Today was a pretty rough therapy day for me. I went into it feeling crappy and not knowing why. As soon as I started talking – as soon as there was actually a space where I was allowed (forced) to sit down and think about it and say what I was feeling – it was so obvious what was wrong.
It wasn’t the situation at the farm (which has been weird, what with my friend/roommate and I still navigating the world of post-blowout interactions), it wasn’t the situation with my boyfriend (which has been feeling a little scary all around) and it wasn’t any of the other things my head let me believe throughout the week.
It’s the fact that I’ve now lived 30 minutes from my parents/family for almost a solid month and they haven’t visited once. Have barely called or emailed. And never to actually see how I am – just to mention stupid superficial shit.
Do they care that I was suicidal only a few months ago? Do they care that things got so bad that I had to live with them? Do they realize that I couldn’t bring myself to tell them “I want to die” and it took someone else breaking my trust and revealing that information for them to hear it? Do they even remember me blowing up at them for the past 20-odd years of neglect and ignorance? Do they care if I’m dead or alive? Do they hope I give up?
For the first time ever, I came really close to crying in therapy just thinking about it. The actual words would barely come out, my throat was so closed up with years of habitual self-denial. When it comes to expressing my feelings, especially hurt and anger, I feel like I’m back at square one sometimes, totally unable to breathe let alone speak the words: How can you do this to me?
As I sat there trying to choke out some kind of explanation of what was happening, of how perpetually hurt and disappointed and ignored I am by my family members, Karen didn’t bother to try to reconcile me to their behaviour. All she finally said was, “And where has this gotten you?”

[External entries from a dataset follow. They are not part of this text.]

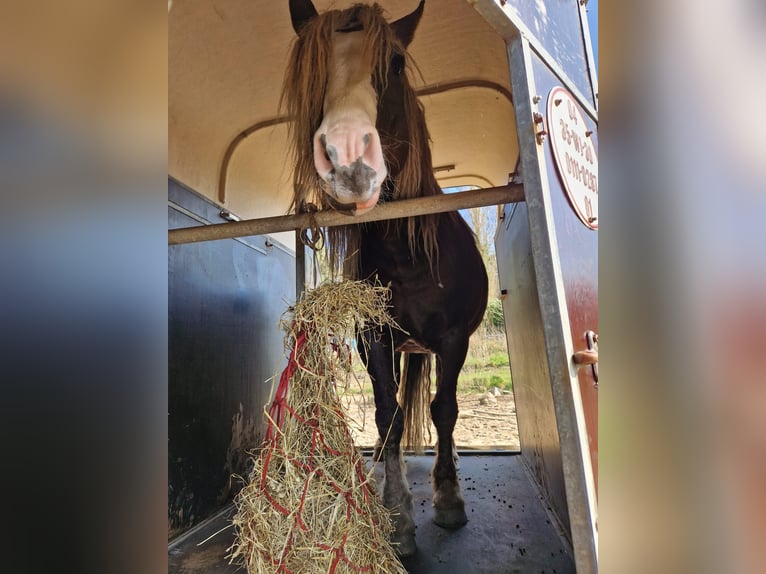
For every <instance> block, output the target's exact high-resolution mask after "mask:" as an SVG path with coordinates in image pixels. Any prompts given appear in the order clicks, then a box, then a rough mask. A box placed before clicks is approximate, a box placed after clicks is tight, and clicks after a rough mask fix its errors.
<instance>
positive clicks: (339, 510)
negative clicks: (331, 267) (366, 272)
mask: <svg viewBox="0 0 766 574" xmlns="http://www.w3.org/2000/svg"><path fill="white" fill-rule="evenodd" d="M389 300H390V292H389V291H388V289H386V288H383V287H373V286H370V285H368V284H365V283H362V282H358V281H354V282H352V281H345V282H342V283H335V284H328V285H324V286H321V287H319V288H317V289H314V290H313V291H310V292H307V293H306V294H305V296H304V298H303V299H302V300H301V301H300V302H299V303H298V304H297V305H296V306H295V308H294V309H293V310H292V311H293V313H292V318H291V320H290V321H289V325H288V324H285V326H286V327H287V330H288V334H287V336H286V338H285V341H286V347H287V348H289V349H290V360H289V362H288V366H287V368H286V369H285V371H284V372H283V373H282V377H281V378H280V383H279V387H278V388H277V391H276V394H275V398H274V401H273V402H272V404H271V406H270V408H269V410H268V413H267V415H268V418H269V426H268V429H267V434H266V439H265V441H264V444H263V446H262V449H261V451H260V453H259V455H258V457H257V458H256V459H255V460H254V467H253V470H252V472H251V474H250V476H249V480H248V484H247V485H246V486H245V487H244V488H243V489H242V490H241V491H240V493H239V494H238V495H237V497H236V499H235V504H236V507H237V513H236V515H235V516H234V519H233V523H234V526H235V527H236V537H235V542H234V544H233V545H232V546H231V548H230V549H229V553H230V559H231V560H232V562H234V561H236V562H239V563H240V564H242V565H243V566H244V567H245V568H246V569H247V571H248V572H249V573H250V574H256V573H259V574H260V573H264V572H285V573H287V572H292V573H307V574H312V573H327V572H334V573H338V574H340V573H345V572H390V573H397V574H398V573H404V572H406V570H404V568H403V567H402V566H401V564H400V563H399V560H398V559H397V557H396V554H395V552H394V549H393V548H392V546H391V544H390V543H389V541H388V540H389V536H390V534H391V530H392V525H391V519H390V515H389V511H388V510H387V509H386V508H385V507H384V506H383V504H382V502H381V501H380V499H379V497H378V495H377V488H376V485H375V482H374V479H373V477H372V471H370V472H365V468H364V462H363V461H362V458H361V456H360V454H359V452H358V451H357V449H356V447H355V446H354V442H353V439H352V437H351V434H350V432H349V429H348V426H347V423H346V418H345V414H344V411H343V409H342V408H341V405H340V401H339V399H338V394H337V388H336V386H337V385H339V384H347V382H348V377H349V375H350V373H351V349H350V347H349V346H348V345H347V341H350V340H354V339H355V333H356V327H357V326H360V327H363V326H370V325H374V326H381V325H384V324H393V321H392V319H391V318H390V316H389V315H388V313H387V310H386V309H387V307H388V303H389ZM283 322H284V321H283Z"/></svg>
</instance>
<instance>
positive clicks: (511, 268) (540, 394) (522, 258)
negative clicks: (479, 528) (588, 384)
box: [495, 203, 570, 533]
mask: <svg viewBox="0 0 766 574" xmlns="http://www.w3.org/2000/svg"><path fill="white" fill-rule="evenodd" d="M495 252H496V254H497V270H498V276H499V279H500V288H501V289H502V290H504V291H505V292H506V295H505V296H504V298H503V316H504V317H505V324H506V335H507V341H508V357H509V359H510V364H511V374H512V376H513V393H514V397H515V400H516V418H517V420H518V425H519V442H520V444H521V454H522V456H523V457H524V461H525V462H526V464H527V466H528V468H529V469H530V470H531V472H532V475H533V477H534V479H535V482H536V483H537V485H538V487H539V488H540V490H541V491H542V493H543V495H544V496H545V499H546V501H547V502H548V504H550V505H551V507H552V510H553V512H554V514H555V515H556V516H557V517H558V519H559V521H560V522H561V525H562V526H563V528H564V530H565V531H566V532H567V533H568V532H569V530H570V526H569V510H568V508H567V501H566V492H565V489H564V473H563V468H562V462H561V444H560V442H559V433H558V427H557V425H556V412H555V409H554V407H553V394H552V392H551V382H550V371H549V370H548V361H547V356H546V349H545V333H544V331H543V319H542V314H541V312H540V303H539V299H538V294H537V281H536V278H535V266H534V262H533V260H532V244H531V236H530V230H529V222H528V213H527V206H526V204H525V203H517V204H512V205H505V206H503V219H502V221H500V222H499V225H498V232H497V235H496V238H495Z"/></svg>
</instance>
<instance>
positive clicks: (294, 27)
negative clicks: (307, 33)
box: [290, 0, 317, 34]
mask: <svg viewBox="0 0 766 574" xmlns="http://www.w3.org/2000/svg"><path fill="white" fill-rule="evenodd" d="M316 15H317V9H316V8H314V5H313V4H312V3H311V0H290V19H291V20H292V22H293V30H295V33H296V34H298V33H300V31H301V28H303V27H304V26H305V25H306V24H308V23H309V22H310V21H311V20H312V19H314V18H315V17H316Z"/></svg>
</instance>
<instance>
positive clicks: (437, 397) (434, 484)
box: [431, 336, 468, 528]
mask: <svg viewBox="0 0 766 574" xmlns="http://www.w3.org/2000/svg"><path fill="white" fill-rule="evenodd" d="M445 343H446V344H445V345H444V347H443V349H442V352H441V353H440V354H439V355H438V356H437V358H436V385H437V386H436V396H435V397H434V400H433V401H432V402H431V419H432V420H433V422H434V426H435V427H436V434H437V437H438V443H437V445H436V461H435V462H434V467H433V470H432V471H431V479H432V486H433V491H434V496H433V505H434V522H435V523H436V524H437V525H439V526H442V527H444V528H459V527H460V526H463V525H464V524H465V523H466V522H468V517H467V516H466V513H465V502H464V501H463V494H462V492H461V491H460V483H459V482H458V479H457V469H456V465H455V456H454V451H453V448H454V443H453V439H452V432H453V431H454V429H455V422H456V421H457V413H458V407H457V378H458V374H459V373H460V369H461V368H462V366H463V362H464V361H465V356H466V353H467V352H468V340H467V337H465V336H455V337H454V339H451V338H449V337H448V338H445Z"/></svg>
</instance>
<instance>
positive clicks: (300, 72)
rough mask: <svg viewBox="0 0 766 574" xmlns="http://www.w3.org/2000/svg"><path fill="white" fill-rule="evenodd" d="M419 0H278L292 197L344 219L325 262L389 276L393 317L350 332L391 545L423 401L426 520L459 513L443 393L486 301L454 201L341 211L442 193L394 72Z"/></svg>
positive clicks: (479, 316) (384, 275)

The hardest of the DBT skills, hands down, is radical acceptance. Radical acceptance means accepting reality as it truly is, even if you hate every single thing about it. It means acknowledging that even the most abhorrent and disgusting and unjust things simple are. They are horrible and maybe they shouldn’t exist but they do.

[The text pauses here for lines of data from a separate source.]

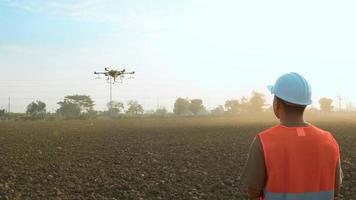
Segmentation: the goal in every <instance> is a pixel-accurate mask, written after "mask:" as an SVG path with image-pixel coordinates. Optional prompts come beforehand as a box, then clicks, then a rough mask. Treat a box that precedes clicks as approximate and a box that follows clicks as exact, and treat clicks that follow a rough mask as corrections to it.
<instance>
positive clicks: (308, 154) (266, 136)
mask: <svg viewBox="0 0 356 200" xmlns="http://www.w3.org/2000/svg"><path fill="white" fill-rule="evenodd" d="M268 88H269V90H270V92H271V93H272V94H274V100H273V110H274V113H275V115H276V117H277V118H278V119H279V120H280V124H279V125H277V126H274V127H272V128H270V129H268V130H265V131H263V132H261V133H259V134H258V135H257V136H256V137H255V139H254V141H253V142H252V145H251V147H250V152H249V156H248V160H247V164H246V168H245V171H244V174H243V181H244V182H245V183H246V184H247V186H248V193H249V196H250V199H266V200H331V199H334V198H336V197H337V195H338V191H339V187H340V185H341V182H342V170H341V167H340V154H339V146H338V144H337V142H336V140H335V139H334V137H333V136H332V134H331V133H329V132H327V131H324V130H322V129H320V128H317V127H316V126H314V125H311V124H308V123H306V122H305V121H304V118H303V115H304V110H305V108H306V107H307V106H308V105H310V104H311V103H312V101H311V88H310V85H309V84H308V82H307V81H306V80H305V78H304V77H303V76H301V75H299V74H297V73H289V74H285V75H283V76H281V77H280V78H279V79H278V80H277V81H276V83H275V85H274V86H269V87H268Z"/></svg>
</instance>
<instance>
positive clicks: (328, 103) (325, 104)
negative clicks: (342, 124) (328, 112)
mask: <svg viewBox="0 0 356 200" xmlns="http://www.w3.org/2000/svg"><path fill="white" fill-rule="evenodd" d="M332 103H333V100H332V99H330V98H325V97H324V98H321V99H320V100H319V104H320V110H321V111H322V112H324V113H328V112H331V111H332V110H333V106H332Z"/></svg>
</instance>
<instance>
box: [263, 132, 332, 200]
mask: <svg viewBox="0 0 356 200" xmlns="http://www.w3.org/2000/svg"><path fill="white" fill-rule="evenodd" d="M258 137H259V138H260V141H261V144H262V147H263V152H264V157H265V164H266V170H267V182H266V186H265V189H264V192H263V197H261V199H266V200H292V199H293V200H309V199H310V200H331V199H334V188H335V170H336V166H337V162H338V160H339V146H338V144H337V142H336V140H335V139H334V137H333V136H332V135H331V134H330V133H329V132H326V131H324V130H321V129H319V128H317V127H315V126H312V125H309V126H307V127H286V126H283V125H277V126H275V127H273V128H271V129H268V130H266V131H264V132H262V133H260V134H258Z"/></svg>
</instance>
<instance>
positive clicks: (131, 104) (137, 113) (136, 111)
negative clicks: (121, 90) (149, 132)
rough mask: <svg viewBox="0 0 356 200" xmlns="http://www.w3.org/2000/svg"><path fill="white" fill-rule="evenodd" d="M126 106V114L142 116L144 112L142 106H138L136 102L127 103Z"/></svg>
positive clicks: (137, 103) (138, 105) (136, 101)
mask: <svg viewBox="0 0 356 200" xmlns="http://www.w3.org/2000/svg"><path fill="white" fill-rule="evenodd" d="M127 105H128V109H127V111H126V113H127V114H134V115H138V114H143V112H144V110H143V107H142V105H140V104H139V103H138V102H137V101H129V102H128V103H127Z"/></svg>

Radical acceptance does NOT mean saying, “This is okay” or “I like this.” You can hate something with every fibre of your being and still radically accept it.
If you’re feeling totally confused or in denial about this, you’re not alone. This is all what makes radical acceptance so bloody difficult.
Part of coming to a point of radical acceptance involves realizing what you have been refusing to accept is already there, and you can’t change it.
She left me.
It’s over.
He raped me.
They died.
I need help.
It means realizing what you’ve been fighting so hard against and asking yourself: But where has it gotten me? Because chances are, the answer is a big, fat nowhere.
For me, the core thing I have been fighting against for years – if not my entire life – is the reality that my parents will never give me what I need. They will never be able to love, nurture or care for me the way I need(ed) someone to love, nurture and care for me. I fought it in ways that are probably all too familiar to you, too: But they SHOULD love me, they should have been there, they should never have been parents, someone else should give me that care and love. Yet as Karen pointed out, fighting that reality has gotten me nowhere. Worse than nowhere. It’s gotten me to a place of extreme mental illness, self-harm, anorexia, OCD, mistrust of people and an inability to have normal relationships. It’s gotten me BPD.
This part of radical acceptance sucks. The crushing despair and depression as you begin to give up the fight and realize what you must accept. Because it’s just the way it is.
I could continue to rage and rail and emotionally blackmail and snarl and hurt myself and others. Or I could start to accept that this is the way it is. And then go from there to… where? I’m not sure yet. But it has to be better than here.